During the review of the Health Law, the deputies decided to extend the right to an attending physician to children under 16 years of age. Pediatricians sulk, general practitioners approve.
A new right is opening up for children! The deputies of the National Assembly decided last night to extend the right to an attending physician to children under 16 years of age. Why actor returns to this measure of the Health Bill presented in mid-October in the Council of Ministers.
Medical follow-up from birth to adolescence
Concretely, the attending physician for children will be a pediatrician or a general practitioner. The measure now allows parents to appoint a doctor to treat their child from birth. This will then be followed until the age of 16 by the chosen doctor. The latter will carry out all the consultations planned throughout the growth of the young patient. Currently in France, 71% of medical follow-ups of children aged 0 to 16 are carried out by general practitioners against 15% by a pediatrician.
Satisfied GPs
This project, when it was announced last June, was not unanimous among pediatricians.
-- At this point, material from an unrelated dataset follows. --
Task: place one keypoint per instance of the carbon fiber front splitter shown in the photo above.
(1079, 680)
For the latter, parents must retain the free choice of consulting a pediatrician or a general practitioner, depending on the needs of their child and the availability of local professionals. However, the news was better received by general practitioners. In particular by the MG France union, which supported this project from the start.
Asked last October by Why actor, Claude Leicher, President of MG France confided: “This clarifies the responsibilities, and we also propose that there is no penalty of course when the parents go to see another doctor. »A request which has been satisfied since parents will be able to consult a pediatrician and / or a general practitioner without penalty without going through the attending physician first.
This measure, which should cost 65 million euros to the Health Insurance, is part of a policy of expanding the system of the care coordination pathway put in place in 2004, which requires each insured person to have more than 16 years of appointing an attending physician of their choice before consulting another specialist, to benefit from full reimbursement. Device that the Court of Auditors qualified as “unfinished reform” in a report published in 2013.